Amplify Mobilise

More synergy, more impact: bringing communication activities into the change matrix

by Emma O’Shaughnessy, 12 July 2024
At Amplify Mobilise Change we are deeply preoccupied with understanding and teaching how nonprofit communication creates long-term positive impact. One way we pursue this is in our blended learning programme, where we work with practitioners on how to plan their communication activities so that they are linked to the same impact goals and change matrix that the rest of their organisation is working towards.

Why we address this pattern

We advocate for this strategy because otherwise communication work risks not being measured according to the same strategic principles and targeted approaches embodied in an organisation or project’s theory of change. This can make communication activities siloed and separate from the outcomes of other important initiatives, like programmes, which are always, unlike communication, mapped out and treated as mechanisms of change, incorporated in Monitoring and Evaluation (M&E) frameworks.

As a result, communication activities, teams, and communication practice can often sit outside of deeper interrogation and out of deeper narratives of change that organisations embed themselves in to reflect on progress, raise funds, make change, and demonstrate impact.

Challenging, but worthwhile

While we try to untangle the operational reasons why this is so, we focus on building agency and skillsets of communication specialists in our programme, teaching how to use a Theory of Change approach to map out their communication activities and apply this to the way they create and evaluate their work. Even though it’s often challenging to do this, especially if you have never done it before, it’s amazingly effective in helping communication practitioners visualise where their work fits within an organisation and bring that back to other teams and strategic principles around them.

Becoming more integrated avoids siloes

We find this also helps practitioners feel more integrated and less alone in their work. It can create bridges between them, their teams, programme teams, M&E teams and leaders of an organisation or project by helping them speak the same language of change. Ultimately, we do this work because we believe that communication activities are a pivotal lever for creating change and not just a reporting function.

Many nonprofit communication teams that we work with often have unique communication theories of change or strategic goals and they design their content and communication around these.
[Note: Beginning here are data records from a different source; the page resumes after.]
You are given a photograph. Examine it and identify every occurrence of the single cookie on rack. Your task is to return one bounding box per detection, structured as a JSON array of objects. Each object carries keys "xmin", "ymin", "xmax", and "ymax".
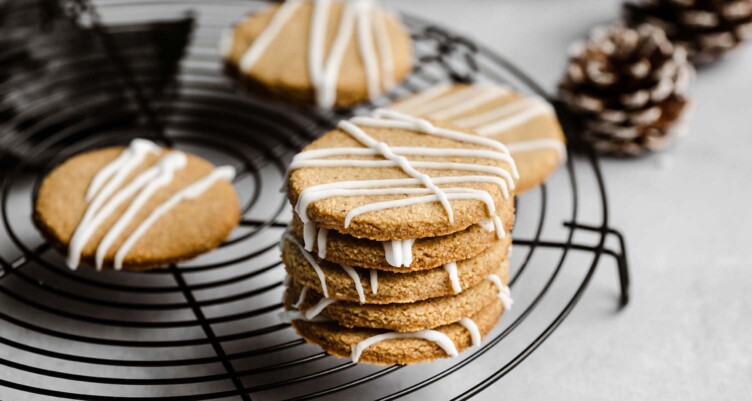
[
  {"xmin": 390, "ymin": 84, "xmax": 567, "ymax": 194},
  {"xmin": 288, "ymin": 110, "xmax": 517, "ymax": 242},
  {"xmin": 221, "ymin": 0, "xmax": 412, "ymax": 108},
  {"xmin": 292, "ymin": 296, "xmax": 504, "ymax": 365},
  {"xmin": 34, "ymin": 139, "xmax": 240, "ymax": 270},
  {"xmin": 292, "ymin": 216, "xmax": 511, "ymax": 273},
  {"xmin": 285, "ymin": 263, "xmax": 509, "ymax": 332},
  {"xmin": 282, "ymin": 230, "xmax": 511, "ymax": 304}
]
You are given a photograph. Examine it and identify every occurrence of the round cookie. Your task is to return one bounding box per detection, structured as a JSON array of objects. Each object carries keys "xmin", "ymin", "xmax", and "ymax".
[
  {"xmin": 282, "ymin": 233, "xmax": 510, "ymax": 304},
  {"xmin": 288, "ymin": 111, "xmax": 514, "ymax": 241},
  {"xmin": 292, "ymin": 212, "xmax": 511, "ymax": 273},
  {"xmin": 292, "ymin": 302, "xmax": 504, "ymax": 365},
  {"xmin": 390, "ymin": 84, "xmax": 567, "ymax": 194},
  {"xmin": 285, "ymin": 267, "xmax": 504, "ymax": 332},
  {"xmin": 34, "ymin": 139, "xmax": 240, "ymax": 270},
  {"xmin": 221, "ymin": 0, "xmax": 412, "ymax": 108}
]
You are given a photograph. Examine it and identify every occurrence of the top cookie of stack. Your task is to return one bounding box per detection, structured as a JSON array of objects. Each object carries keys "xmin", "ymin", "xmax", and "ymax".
[
  {"xmin": 282, "ymin": 110, "xmax": 517, "ymax": 364},
  {"xmin": 221, "ymin": 0, "xmax": 412, "ymax": 108}
]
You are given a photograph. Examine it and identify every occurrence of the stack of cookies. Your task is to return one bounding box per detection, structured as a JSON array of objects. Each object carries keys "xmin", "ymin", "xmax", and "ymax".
[{"xmin": 281, "ymin": 110, "xmax": 518, "ymax": 365}]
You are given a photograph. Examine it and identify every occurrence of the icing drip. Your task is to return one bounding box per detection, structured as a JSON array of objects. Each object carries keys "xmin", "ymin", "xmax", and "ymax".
[
  {"xmin": 290, "ymin": 109, "xmax": 519, "ymax": 241},
  {"xmin": 486, "ymin": 274, "xmax": 514, "ymax": 310},
  {"xmin": 292, "ymin": 286, "xmax": 308, "ymax": 309},
  {"xmin": 316, "ymin": 228, "xmax": 329, "ymax": 259},
  {"xmin": 114, "ymin": 166, "xmax": 235, "ymax": 269},
  {"xmin": 371, "ymin": 269, "xmax": 379, "ymax": 295},
  {"xmin": 444, "ymin": 262, "xmax": 462, "ymax": 294},
  {"xmin": 282, "ymin": 233, "xmax": 329, "ymax": 298},
  {"xmin": 381, "ymin": 239, "xmax": 415, "ymax": 267},
  {"xmin": 350, "ymin": 330, "xmax": 459, "ymax": 362},
  {"xmin": 239, "ymin": 0, "xmax": 394, "ymax": 108},
  {"xmin": 66, "ymin": 139, "xmax": 235, "ymax": 269},
  {"xmin": 460, "ymin": 317, "xmax": 480, "ymax": 347},
  {"xmin": 303, "ymin": 298, "xmax": 337, "ymax": 320},
  {"xmin": 340, "ymin": 265, "xmax": 366, "ymax": 303}
]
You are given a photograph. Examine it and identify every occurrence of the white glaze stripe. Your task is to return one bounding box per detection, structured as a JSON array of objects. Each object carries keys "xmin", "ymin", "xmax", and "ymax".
[
  {"xmin": 240, "ymin": 0, "xmax": 303, "ymax": 71},
  {"xmin": 486, "ymin": 274, "xmax": 514, "ymax": 310},
  {"xmin": 282, "ymin": 233, "xmax": 329, "ymax": 298},
  {"xmin": 114, "ymin": 166, "xmax": 235, "ymax": 269},
  {"xmin": 340, "ymin": 265, "xmax": 366, "ymax": 303},
  {"xmin": 95, "ymin": 152, "xmax": 188, "ymax": 270},
  {"xmin": 444, "ymin": 262, "xmax": 462, "ymax": 294},
  {"xmin": 304, "ymin": 298, "xmax": 337, "ymax": 320},
  {"xmin": 371, "ymin": 269, "xmax": 379, "ymax": 295},
  {"xmin": 350, "ymin": 330, "xmax": 459, "ymax": 362},
  {"xmin": 292, "ymin": 286, "xmax": 308, "ymax": 309},
  {"xmin": 460, "ymin": 317, "xmax": 480, "ymax": 347}
]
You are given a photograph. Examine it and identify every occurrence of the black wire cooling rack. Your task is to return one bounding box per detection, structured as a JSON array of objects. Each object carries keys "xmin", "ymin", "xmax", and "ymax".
[{"xmin": 0, "ymin": 0, "xmax": 629, "ymax": 400}]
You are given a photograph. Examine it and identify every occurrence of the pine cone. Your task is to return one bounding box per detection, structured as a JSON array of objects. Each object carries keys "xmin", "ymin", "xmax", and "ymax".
[
  {"xmin": 624, "ymin": 0, "xmax": 752, "ymax": 64},
  {"xmin": 559, "ymin": 25, "xmax": 694, "ymax": 156}
]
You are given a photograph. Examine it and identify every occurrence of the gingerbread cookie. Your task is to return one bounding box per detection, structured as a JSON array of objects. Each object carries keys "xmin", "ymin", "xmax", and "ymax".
[
  {"xmin": 288, "ymin": 110, "xmax": 517, "ymax": 245},
  {"xmin": 34, "ymin": 139, "xmax": 240, "ymax": 270},
  {"xmin": 285, "ymin": 265, "xmax": 508, "ymax": 332},
  {"xmin": 282, "ymin": 231, "xmax": 510, "ymax": 304},
  {"xmin": 221, "ymin": 0, "xmax": 412, "ymax": 108},
  {"xmin": 292, "ymin": 296, "xmax": 504, "ymax": 365},
  {"xmin": 390, "ymin": 84, "xmax": 567, "ymax": 194}
]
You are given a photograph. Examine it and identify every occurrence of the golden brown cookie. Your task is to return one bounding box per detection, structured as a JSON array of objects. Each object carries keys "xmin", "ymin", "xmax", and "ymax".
[
  {"xmin": 285, "ymin": 264, "xmax": 508, "ymax": 332},
  {"xmin": 34, "ymin": 139, "xmax": 240, "ymax": 270},
  {"xmin": 391, "ymin": 84, "xmax": 566, "ymax": 194},
  {"xmin": 292, "ymin": 301, "xmax": 504, "ymax": 365},
  {"xmin": 282, "ymin": 233, "xmax": 510, "ymax": 304},
  {"xmin": 292, "ymin": 216, "xmax": 511, "ymax": 273},
  {"xmin": 288, "ymin": 111, "xmax": 515, "ymax": 241},
  {"xmin": 222, "ymin": 0, "xmax": 412, "ymax": 108}
]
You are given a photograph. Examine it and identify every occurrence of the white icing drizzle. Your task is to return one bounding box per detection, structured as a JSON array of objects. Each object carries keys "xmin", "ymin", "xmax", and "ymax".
[
  {"xmin": 316, "ymin": 228, "xmax": 329, "ymax": 259},
  {"xmin": 66, "ymin": 139, "xmax": 234, "ymax": 269},
  {"xmin": 239, "ymin": 0, "xmax": 394, "ymax": 108},
  {"xmin": 486, "ymin": 274, "xmax": 514, "ymax": 310},
  {"xmin": 282, "ymin": 232, "xmax": 329, "ymax": 298},
  {"xmin": 460, "ymin": 317, "xmax": 480, "ymax": 347},
  {"xmin": 371, "ymin": 269, "xmax": 379, "ymax": 295},
  {"xmin": 381, "ymin": 239, "xmax": 415, "ymax": 267},
  {"xmin": 290, "ymin": 109, "xmax": 519, "ymax": 242},
  {"xmin": 114, "ymin": 166, "xmax": 235, "ymax": 269},
  {"xmin": 292, "ymin": 286, "xmax": 308, "ymax": 309},
  {"xmin": 304, "ymin": 298, "xmax": 337, "ymax": 320},
  {"xmin": 340, "ymin": 265, "xmax": 366, "ymax": 303},
  {"xmin": 444, "ymin": 262, "xmax": 462, "ymax": 294},
  {"xmin": 350, "ymin": 329, "xmax": 459, "ymax": 362}
]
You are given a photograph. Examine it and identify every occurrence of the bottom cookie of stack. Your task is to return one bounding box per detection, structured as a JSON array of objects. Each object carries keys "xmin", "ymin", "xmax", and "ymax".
[{"xmin": 283, "ymin": 239, "xmax": 512, "ymax": 365}]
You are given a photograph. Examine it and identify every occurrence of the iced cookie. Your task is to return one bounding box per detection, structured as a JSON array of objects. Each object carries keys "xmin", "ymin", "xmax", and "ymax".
[
  {"xmin": 292, "ymin": 301, "xmax": 504, "ymax": 365},
  {"xmin": 390, "ymin": 84, "xmax": 567, "ymax": 194},
  {"xmin": 282, "ymin": 230, "xmax": 511, "ymax": 304},
  {"xmin": 285, "ymin": 264, "xmax": 508, "ymax": 332},
  {"xmin": 288, "ymin": 110, "xmax": 517, "ymax": 242},
  {"xmin": 34, "ymin": 139, "xmax": 240, "ymax": 270},
  {"xmin": 221, "ymin": 0, "xmax": 412, "ymax": 108}
]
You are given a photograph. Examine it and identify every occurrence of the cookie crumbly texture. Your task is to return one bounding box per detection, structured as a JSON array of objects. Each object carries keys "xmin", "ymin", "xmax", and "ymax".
[
  {"xmin": 288, "ymin": 121, "xmax": 514, "ymax": 241},
  {"xmin": 282, "ymin": 233, "xmax": 510, "ymax": 304},
  {"xmin": 392, "ymin": 84, "xmax": 566, "ymax": 195},
  {"xmin": 225, "ymin": 1, "xmax": 412, "ymax": 107},
  {"xmin": 285, "ymin": 264, "xmax": 509, "ymax": 332},
  {"xmin": 33, "ymin": 147, "xmax": 240, "ymax": 270},
  {"xmin": 291, "ymin": 216, "xmax": 511, "ymax": 273},
  {"xmin": 292, "ymin": 301, "xmax": 504, "ymax": 365}
]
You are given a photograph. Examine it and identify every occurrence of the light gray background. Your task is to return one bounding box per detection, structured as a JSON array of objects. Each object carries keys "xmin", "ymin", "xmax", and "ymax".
[{"xmin": 386, "ymin": 0, "xmax": 752, "ymax": 400}]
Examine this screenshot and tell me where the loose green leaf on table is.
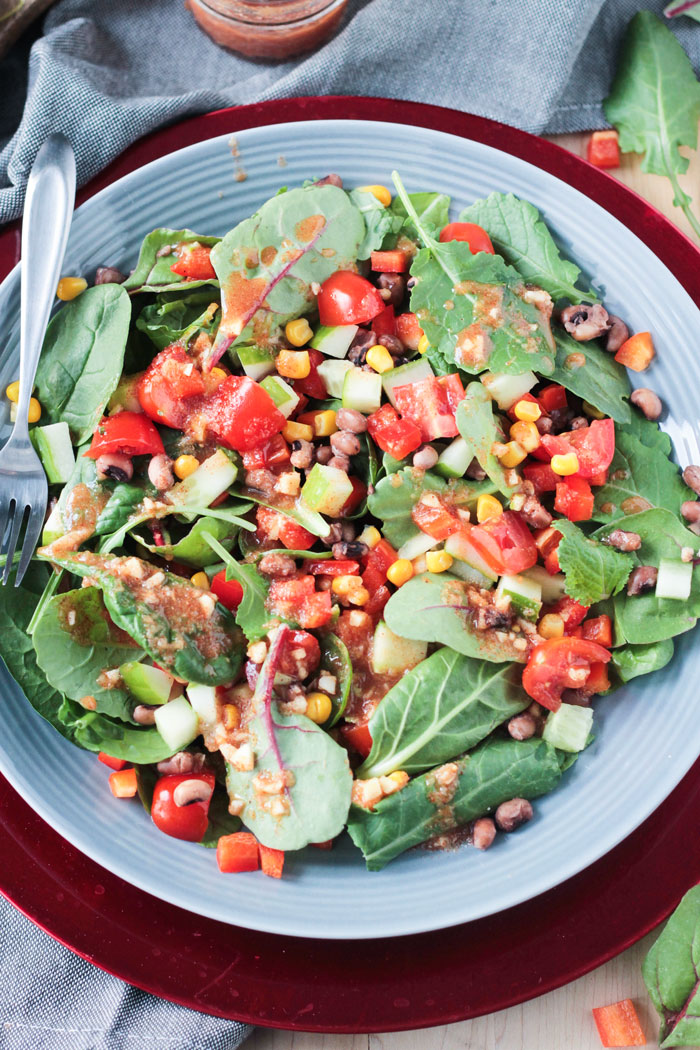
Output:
[357,649,530,777]
[36,285,131,445]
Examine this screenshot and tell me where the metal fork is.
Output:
[0,134,76,587]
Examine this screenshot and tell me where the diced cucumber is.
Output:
[522,565,567,605]
[482,372,537,412]
[311,324,359,358]
[445,532,499,583]
[542,704,593,752]
[186,685,218,726]
[397,532,440,562]
[29,422,76,485]
[656,558,693,602]
[432,438,473,478]
[155,696,200,751]
[342,366,382,416]
[167,448,238,507]
[119,660,174,705]
[318,358,355,397]
[238,345,275,382]
[495,573,542,620]
[382,357,434,408]
[301,463,353,518]
[372,620,428,674]
[260,376,299,419]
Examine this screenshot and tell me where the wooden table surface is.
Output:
[246,134,700,1050]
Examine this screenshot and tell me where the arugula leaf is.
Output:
[551,329,633,423]
[641,886,700,1050]
[384,572,527,664]
[603,11,700,235]
[455,382,513,496]
[347,737,563,872]
[38,547,242,686]
[33,587,143,721]
[37,285,131,445]
[553,518,634,606]
[596,507,700,646]
[210,185,365,363]
[227,627,353,851]
[460,193,596,302]
[367,466,495,547]
[120,227,220,293]
[356,649,530,778]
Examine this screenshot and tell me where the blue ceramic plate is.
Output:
[0,121,700,939]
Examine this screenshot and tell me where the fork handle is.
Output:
[16,134,76,432]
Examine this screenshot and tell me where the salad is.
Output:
[0,173,700,877]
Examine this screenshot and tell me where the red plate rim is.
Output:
[0,97,700,1033]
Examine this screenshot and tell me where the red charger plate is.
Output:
[0,98,700,1032]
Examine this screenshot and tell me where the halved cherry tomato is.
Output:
[469,510,537,573]
[151,773,216,842]
[523,637,610,711]
[85,412,165,459]
[440,223,495,255]
[209,569,243,612]
[317,270,386,326]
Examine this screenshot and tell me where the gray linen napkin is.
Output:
[0,0,700,1050]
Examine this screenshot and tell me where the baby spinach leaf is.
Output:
[356,649,530,778]
[384,572,527,664]
[551,329,632,423]
[603,11,700,234]
[34,587,142,721]
[211,185,365,363]
[554,519,634,606]
[641,886,700,1050]
[596,507,700,646]
[613,638,674,681]
[37,285,131,445]
[39,548,242,686]
[122,227,220,293]
[347,738,561,872]
[227,627,353,849]
[460,193,596,302]
[457,382,513,496]
[367,466,495,547]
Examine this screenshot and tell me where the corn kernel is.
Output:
[306,693,333,726]
[510,420,539,453]
[284,317,314,347]
[56,277,87,302]
[360,186,391,208]
[499,441,528,467]
[366,343,394,373]
[314,408,338,438]
[282,420,314,444]
[550,453,578,478]
[513,400,542,423]
[537,612,564,638]
[275,350,311,379]
[357,525,382,550]
[386,558,413,587]
[425,550,452,572]
[173,456,199,481]
[476,495,503,524]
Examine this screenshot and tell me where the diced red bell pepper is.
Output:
[586,129,620,168]
[593,999,646,1047]
[372,248,408,273]
[554,474,594,522]
[582,613,613,649]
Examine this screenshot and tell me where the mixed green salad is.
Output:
[0,173,700,877]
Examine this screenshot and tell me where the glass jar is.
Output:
[186,0,348,59]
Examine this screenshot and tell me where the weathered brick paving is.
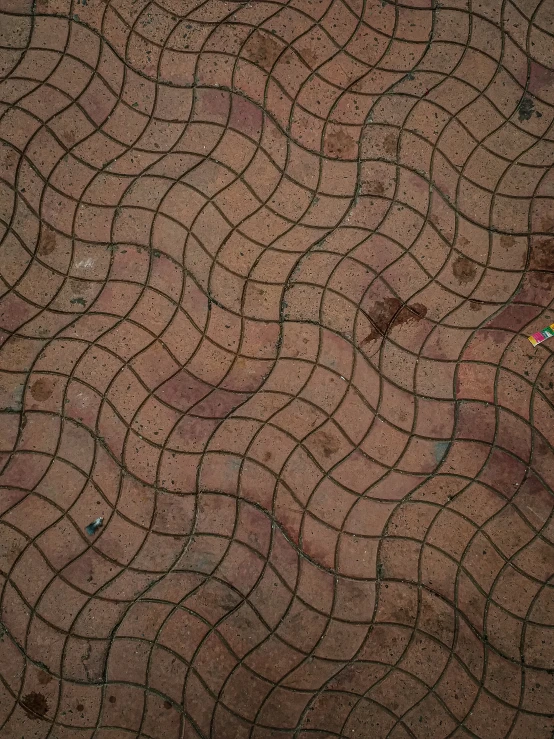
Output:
[0,0,554,739]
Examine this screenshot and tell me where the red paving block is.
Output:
[0,0,554,739]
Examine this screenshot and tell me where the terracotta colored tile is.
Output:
[0,0,554,739]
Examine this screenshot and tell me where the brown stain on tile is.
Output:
[383,133,396,156]
[246,31,282,71]
[325,128,358,158]
[360,298,427,347]
[21,692,48,719]
[452,254,477,285]
[38,226,57,256]
[500,234,516,249]
[531,238,554,270]
[362,180,385,195]
[31,377,53,401]
[37,672,52,685]
[62,129,76,146]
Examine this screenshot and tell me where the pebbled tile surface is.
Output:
[0,0,554,739]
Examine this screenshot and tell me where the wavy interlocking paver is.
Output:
[0,0,554,739]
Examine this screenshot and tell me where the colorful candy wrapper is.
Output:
[528,323,554,346]
[85,516,104,536]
Mostly these goals are internal-facing – operational goals and goals that speak to improving reach and engagement or the quality of a community’s participation online. We find that these goals are not then linked back to the outcomes that the organisation is tracking and reporting on and advocating for in their work and this leaves a gap between practice and knowledge.

Tracking the behavioural change pipeline is a shared effort

Interestingly, we also find that many communication strategies from organisations have a behavioural change goal or aim to achieve behavioural change with certain kinds of communications, for certain target audiences. But, without being integrated back into an M&E framework that has a system for tracking and measuring behavioural change through communication, it’s impossible to know how much the team’s work then contributes to behavioural change. So again, without strategic integration across communication, projects and programmes, one lacks a fluent and cohesive picture of what is working and what isn’t.

Also, in terms of a behavioural change pipeline, without integration, we can’t see the movement of change from one ‘site’ to the next. As we know, awareness building (campaigns, regular content tracking issues, and so on) alone does not change behaviours on the ground. Awareness building opens up the possibilities of someone or a group being willing to change. Usually, other interventions need to be in place to remove the practical barriers to change – interventions like programmes, or direct services for example.

Our work with communication practitioners then helps them to see that what they are trying to bring about first may be awareness, and not behavioural change, and that if they were to measure the effects of this awareness on the ground, they would need to then integrate with data from sources on the ground, statistics and evaluations from their programmes, from their own research or national sources. This becomes essential for measuring the impact of a communication campaign or communication that aims to shift perceptions and thus change behaviours.

Becoming friends with data opens us to shared insights

We teach communication practitioners how to become friendly with data too, how to ask questions, and run their own communication-orientated, exploratory research (small scale, not evidence-based) to help them discover the answers to some of the questions they have around the impact their communication is having. We want communication practitioners to feel confident around data so that they can then engage with M&E frameworks and programme teams and ideally, plan research together that helps everyone understand how communication and programmes or projects intersect and build change, together.

Maybe this is too idealistic, but we have seen how this work shifts thinking and builds agency within communication teams. This is our vision for communication in the sector: that it becomes something that everyone can visualise as a key mechanism for change; that teams across the board can use the same language of change; that communication is seen as a central part of monitoring frameworks, and that the M&E frameworks we use broaden their scope to include the powerful intentional work happening across our sector’s communication channels – online, in print and in conversations.